One of the factors that the Internal Revenue Service (IRS) takes into account in determining whether or not to grant innocent spouse relief, pursuant to the equitable innocent spouse provisions of Internal Revenue Code (IRC) 6015(f), is whether or not the requesting spouse will suffer economic hardship. Rev. Proc. 2003-61, 2003-2 C.B. 296. Economic hardship occurs where the innocent spouse would not be able to pay reasonable basic living expenses if the tax had to be paid.

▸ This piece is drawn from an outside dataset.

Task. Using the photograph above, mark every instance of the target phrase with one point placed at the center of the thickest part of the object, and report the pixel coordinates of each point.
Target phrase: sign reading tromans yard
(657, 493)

While this rule is well established, in Williams v. Commissioner, T.C. Summ. Op. 2009-19, the Tax Court made a strong taxpayer friendly statement as to how the term economic hardship is to be interpreted. Mrs. Williams had received nearly $500,000 in her divorce settlement. Nevertheless, the Tax Court found that she would suffer economic hardship if the $25,000 tax payment were made. The Tax Court made its determination because the $500,000 was paid to Mrs. Williams’ parents to reimburse them for the amounts that they had lent to her to pay the legal fees incurred in the divorce. It was the IRS position that this money should have been used to pay the taxes, and therefore Mrs. Williams was not an innocent spouse . The Tax Court held that “Taxpayers are not required to choose among which debt to pay for determining economic hardship….”
This is a very important principle, and one which the IRS almost universally overlooks. This statement from the Tax Court could be useful in future cases; however, its value is limited because Williams is a “summary opinion,” and therefore is not legal precedent.